Adelman, 67, served as head coach of five NBA teams: Portland (1988-94), Golden State (1995-97), Sacramento (1998-2006), Houston (2007-11), and Minnesota (2011-2014).

He came closest to winning a title with the Clyde Drexler-led Portland squad that made two NBA Finals appearances in 1990 and 1992, only to lose to the Bad Boys Pistons and Chicago Bulls, respectively.  The Blazers also were eliminated in six games in the Western Conference Finals in 1991 by the Lakers.

Those Portland teams were known for their depth, fast break style, thunderous dunks, and three-point shooting.  They were also unfairly, most likely racistly, labeled as a "dumb" team by pundits, as they often were criticized for taking bad shots and hoisting transition threes early in the shot clock.  Despite such criticism, those teams nevertheless were exciting, as Drexler was an underrated, legitimate MVP candidate, who was surrounded by an impressive veteran cast, including Jerome Kersey, Terry Porter, Cliff Robinson, Danny Ainge, Buck Williams, and Kevin Duckworth, to name a few.

Adelman's penchant for creating dynamic offensive squads was seen again with the Sacramento Kings, as he took the Kobe-Shaq Lakers dynasty to the brink of elimination in overtime of Game 7 of the 2001-2002 Western Conference Finals.  That Kings team featured two great passing bigs operating out of the high and low post in Vlade Divac and Chris Webber; point guard Mike Bibby draining jumpers off the screen-roll; and several excellent three-point shooters.

Adelman’s trademark offenses have finished among the top five in the NBA in scoring on 14 occasions over his head coaching career.  He is one of only five head coaches in NBA history to win 60-plus games in a season with two different teams (Portland and Sacramento).

"Rick Adelman established himself as one of our game’s great coaches, manning the NBA sidelines for the better part of a quarter century,” said NBA Commissioner Adam Silver. “One of only eight coaches in our history to amass 1,000 victories, Rick’s versatility and rapport with his players ultimately led to that legacy of success.
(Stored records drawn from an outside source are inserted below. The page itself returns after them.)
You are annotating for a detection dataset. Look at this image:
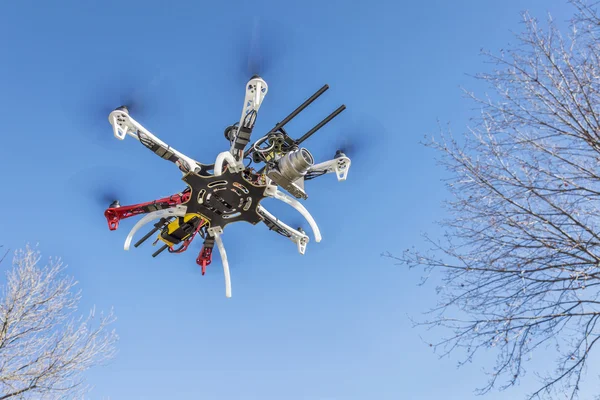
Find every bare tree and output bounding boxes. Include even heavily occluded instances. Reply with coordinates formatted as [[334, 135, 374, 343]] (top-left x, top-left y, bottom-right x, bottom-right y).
[[385, 0, 600, 398], [0, 246, 117, 400]]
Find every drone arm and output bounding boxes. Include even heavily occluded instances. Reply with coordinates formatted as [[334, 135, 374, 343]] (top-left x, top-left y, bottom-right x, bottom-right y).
[[307, 156, 351, 181], [265, 182, 321, 243], [208, 226, 231, 297], [229, 76, 269, 162], [104, 192, 190, 231], [109, 109, 206, 175], [124, 205, 187, 250], [256, 204, 309, 254]]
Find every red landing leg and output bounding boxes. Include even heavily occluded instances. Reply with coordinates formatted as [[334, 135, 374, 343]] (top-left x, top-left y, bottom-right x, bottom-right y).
[[104, 188, 190, 231]]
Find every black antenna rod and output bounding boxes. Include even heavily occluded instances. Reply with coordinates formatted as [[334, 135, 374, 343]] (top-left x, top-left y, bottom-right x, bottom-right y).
[[296, 104, 346, 145], [244, 84, 329, 158]]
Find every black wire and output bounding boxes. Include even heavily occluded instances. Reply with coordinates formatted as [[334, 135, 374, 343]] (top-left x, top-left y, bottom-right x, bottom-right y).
[[304, 171, 327, 181]]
On behalf of the NBA, I would like to thank Rick for his extraordinary service to the league."

Adelman recently was on the Lakers' short list of coaching candidates to be Phil Jackson's potential replacement.  Instead, owner Jim Buss offered the job to the one guy nobody else was looking to hire -- in-over-his-head, glorified assistant Mike Brown.  We all know how well that turned out.

As a player, Adelman spent seven seasons in the NBA with the San Diego Rockets, Portland Trail Blazers, Chicago Bulls, New Orleans Jazz, and Kansas City-Omaha Kings.  He retired in 1975 with career averages of 7.7 points, 3.5 assists and 2.4 rebounds in 462 regular season games.

Adelman began his playing career at St. Pius X High School in Downey, California, before attending Loyola Marymount University in Los Angeles, where he was named MVP of the West Coast Athletic Conference as a senior in 1967-68.